Siamo giunti così ai co-headliner di questa giornata, dopo la defezione degli Swan di Billy Corgan: i britannici Cradle of Filth. Con l’arrivo delle prime ombre della sera, anche se la luce è ancora ben presente, la formazione di Dani e soci riesce a non subire totalmente l’handicap di un’atmosfera assolutamente inadeguata alla propria musica. Intro e presenza di un soprano (che vale per due, vista la stazza! Due soprani zippati sono evidentemente più comodi!) sono ormai una caratteristica irrinunciabile degli show del combo albionico, che basa la sua scaletta non sull’ultimo ‘Damnation and a Day’, ma pescando in maniera eterogenea da un po’ tutti gli album. ‘Dusk and her Embrace’, ‘Funeral in Carpathia’ e la conclusiva ‘The Forest whispers my Name’, sono i pezzi forti di uno show strumentalmente intrigante, dove le chitarre, una volta tanto, non si sono dimostrate così rumorose e confuse come spesso avviene dal vivo coi C.O.F.. Adrian Erlandsson si dimostra batterista incredibile anche se un po’ fuori luogo in questa band, ma, vuoi la lunghezza dei pezzi che, in un’atmosfera così solare, non riescono a rendere al cento per cento, vuoi (soprattutto) un Dani assolutamente non in forma e che (qui mi ripeto) mostra alcuni limiti vocali dal vivo, la band fallisce un po’ la serata e questo si è visto non solo da qualche imbecille che si è divertito a bersagliare musicisti che erano impegnati a suonare, ma da un generale senso d’insoddisfazione. Il concerto si chiude con il buio che sta facendo da sipario sull’autodromo di Imola e con la litania ‘Maiden, Maiden’ che, come un canto cuthuloide chiude l’esibizione di Dani e soci. Fin’ora Italia 3, resto del mondo zero.

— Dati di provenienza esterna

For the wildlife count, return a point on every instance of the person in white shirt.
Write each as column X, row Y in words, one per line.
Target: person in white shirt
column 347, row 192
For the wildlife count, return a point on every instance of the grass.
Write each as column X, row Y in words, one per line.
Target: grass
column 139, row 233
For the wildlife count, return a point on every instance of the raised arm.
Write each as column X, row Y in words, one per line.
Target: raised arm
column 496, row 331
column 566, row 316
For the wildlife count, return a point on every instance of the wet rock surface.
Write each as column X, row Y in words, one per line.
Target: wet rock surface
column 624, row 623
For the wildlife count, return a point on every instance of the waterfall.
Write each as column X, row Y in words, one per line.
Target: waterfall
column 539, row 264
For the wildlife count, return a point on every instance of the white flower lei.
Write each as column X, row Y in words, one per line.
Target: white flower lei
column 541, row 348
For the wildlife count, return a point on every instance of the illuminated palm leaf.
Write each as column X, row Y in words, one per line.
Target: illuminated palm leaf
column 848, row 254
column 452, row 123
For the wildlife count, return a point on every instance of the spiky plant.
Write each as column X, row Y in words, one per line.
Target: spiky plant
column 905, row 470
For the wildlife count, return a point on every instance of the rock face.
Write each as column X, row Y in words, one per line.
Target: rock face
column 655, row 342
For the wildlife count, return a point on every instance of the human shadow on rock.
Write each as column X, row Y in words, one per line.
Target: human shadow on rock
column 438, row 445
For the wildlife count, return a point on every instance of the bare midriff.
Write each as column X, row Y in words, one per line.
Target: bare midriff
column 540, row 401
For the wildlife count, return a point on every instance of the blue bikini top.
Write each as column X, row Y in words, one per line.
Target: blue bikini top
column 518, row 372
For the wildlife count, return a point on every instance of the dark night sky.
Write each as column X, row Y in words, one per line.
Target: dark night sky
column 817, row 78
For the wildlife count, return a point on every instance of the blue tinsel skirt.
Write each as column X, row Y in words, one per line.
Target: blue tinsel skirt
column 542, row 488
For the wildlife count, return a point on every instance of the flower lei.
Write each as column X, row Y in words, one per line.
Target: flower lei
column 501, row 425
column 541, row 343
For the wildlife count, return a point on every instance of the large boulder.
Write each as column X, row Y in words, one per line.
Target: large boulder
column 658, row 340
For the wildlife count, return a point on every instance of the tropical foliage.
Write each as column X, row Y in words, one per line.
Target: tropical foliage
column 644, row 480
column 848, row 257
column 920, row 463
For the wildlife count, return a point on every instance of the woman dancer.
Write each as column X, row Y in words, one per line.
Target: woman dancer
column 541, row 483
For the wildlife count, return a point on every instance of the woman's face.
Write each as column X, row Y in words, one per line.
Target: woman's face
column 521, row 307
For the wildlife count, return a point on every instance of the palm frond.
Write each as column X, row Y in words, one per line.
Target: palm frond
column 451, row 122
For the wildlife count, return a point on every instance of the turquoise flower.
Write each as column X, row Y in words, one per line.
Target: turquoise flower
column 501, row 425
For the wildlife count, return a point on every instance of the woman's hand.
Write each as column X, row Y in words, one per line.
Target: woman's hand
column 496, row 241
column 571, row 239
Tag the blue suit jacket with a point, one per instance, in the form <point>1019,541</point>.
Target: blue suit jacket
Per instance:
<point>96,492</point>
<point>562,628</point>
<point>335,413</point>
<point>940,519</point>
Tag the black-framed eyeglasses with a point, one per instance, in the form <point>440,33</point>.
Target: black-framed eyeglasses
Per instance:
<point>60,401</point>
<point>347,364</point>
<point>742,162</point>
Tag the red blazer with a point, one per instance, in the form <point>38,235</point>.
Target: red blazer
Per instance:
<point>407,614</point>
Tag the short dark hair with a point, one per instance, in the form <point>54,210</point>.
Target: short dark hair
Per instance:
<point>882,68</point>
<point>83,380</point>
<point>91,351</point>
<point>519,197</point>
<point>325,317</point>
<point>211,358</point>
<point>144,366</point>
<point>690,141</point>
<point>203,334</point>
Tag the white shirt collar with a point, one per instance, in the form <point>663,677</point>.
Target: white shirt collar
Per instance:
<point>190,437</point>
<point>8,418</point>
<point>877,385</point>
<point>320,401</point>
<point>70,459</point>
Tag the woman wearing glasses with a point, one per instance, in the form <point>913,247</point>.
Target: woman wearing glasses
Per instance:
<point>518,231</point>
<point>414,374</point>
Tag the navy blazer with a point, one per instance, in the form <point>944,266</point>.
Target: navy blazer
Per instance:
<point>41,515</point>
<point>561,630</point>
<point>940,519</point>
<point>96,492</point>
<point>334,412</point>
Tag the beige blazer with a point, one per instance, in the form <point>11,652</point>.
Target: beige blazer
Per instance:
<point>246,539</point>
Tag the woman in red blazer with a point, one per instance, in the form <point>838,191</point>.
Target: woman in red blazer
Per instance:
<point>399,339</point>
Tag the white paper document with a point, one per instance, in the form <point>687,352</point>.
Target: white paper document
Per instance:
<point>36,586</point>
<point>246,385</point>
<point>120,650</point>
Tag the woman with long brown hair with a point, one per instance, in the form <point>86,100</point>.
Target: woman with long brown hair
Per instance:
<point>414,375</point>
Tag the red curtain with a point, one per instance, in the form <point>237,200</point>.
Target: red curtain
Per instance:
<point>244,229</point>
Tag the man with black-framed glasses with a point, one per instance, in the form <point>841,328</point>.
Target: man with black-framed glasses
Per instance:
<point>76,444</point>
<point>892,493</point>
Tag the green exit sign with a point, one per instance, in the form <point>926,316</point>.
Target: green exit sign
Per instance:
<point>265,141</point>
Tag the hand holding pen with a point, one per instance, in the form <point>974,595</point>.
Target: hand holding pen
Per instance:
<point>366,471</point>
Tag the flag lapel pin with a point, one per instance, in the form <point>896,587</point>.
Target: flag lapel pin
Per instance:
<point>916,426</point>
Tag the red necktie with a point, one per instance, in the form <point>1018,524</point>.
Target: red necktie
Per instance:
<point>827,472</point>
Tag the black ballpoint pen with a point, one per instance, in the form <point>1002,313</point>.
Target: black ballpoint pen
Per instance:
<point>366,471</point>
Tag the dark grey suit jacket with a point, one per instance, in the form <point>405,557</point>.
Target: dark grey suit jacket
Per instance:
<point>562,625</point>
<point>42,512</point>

Iron Maiden strikes again. Difficile recensire gli Iron, ma qui non si tratta di timore reverenziale di un pischello di fronte a qualcosa che è quasi un’entità. Lo show dei Maiden, contornato da una scenografia mutante che variava ad ogni brano, ha consegnato al pubblico una band da urlo, che fa impallidire quello che attualmente è definito di moda, proprio perché il loro sguardo è sempre puntato al futuro, quasi non curante del presente. ‘The Number of the Beast’, ‘The Trooper’ e ‘Revelations’ aprono un concerto che, dopo qualche problema iniziale per l’amplificazione della voce di Bruce, sarà il tripudio dell’armonia e della compattezza. Il trittico di chitarre funziona, finalmente, a massimo regime, con le tre asce che si alternano in assoli entusiasmanti sulle note di canti di battaglia come ‘Hallowed Be Thy Name’ e ’22 Acacia Avenue’, con Jannick Gers impegnato nei suoi classici numeri da giocoliere con la sei corde. Nicko McBrain, potente e preciso, mostra la sua evoluzione tecnica impiegando in maniera massiccia il doppio pedale. Harris è Harris, la spina dorsale di ogni brano e Bruce, dall’alto di una prestazione maiuscola, sfoggia tutte le sue doti acrobatiche con numerose spaccate volanti che spingono tutta la band ad una mobilità che non si vedeva da un po’ di tempo. Viene toccato l’ultimo album con ‘The Wicker Man’ e la title-track, assieme alla suggestiva ‘The Clansman’ con Harris impegnato al basso acustico. C’è tempo anche per intermezzi umoristici e discorsi di ringraziamento di Bruce (che ha un accento troppo ‘british’ per essere compreso senza sforzi), il quale, presentando l’inedito tratto dal nuovo lavoro in uscita a Settembre, ‘Wildest Dreams’, invita i presenti a salvare e spedire via internet la track ad amici, con ovvio tripudio di pubblico, ma prega di comprare l’album tra qualche mese (Mica fesso!). ‘Fear of the Dark’, ‘Iron Maiden’ e i brani di rientro (dopo una luuunga pausa!) ‘Bring your Daughter to the Slaughter’ e l’anthem ‘Run to the Hills’, suggellano un concerto splendido, dove gli Iron fanno presagire cose nuove ed interessanti per il futuro, un futuro che è appena cominciato.

L’orizzonte è in tumulto e la quiete sta finendo…per fortuna! Alla prossima edizione!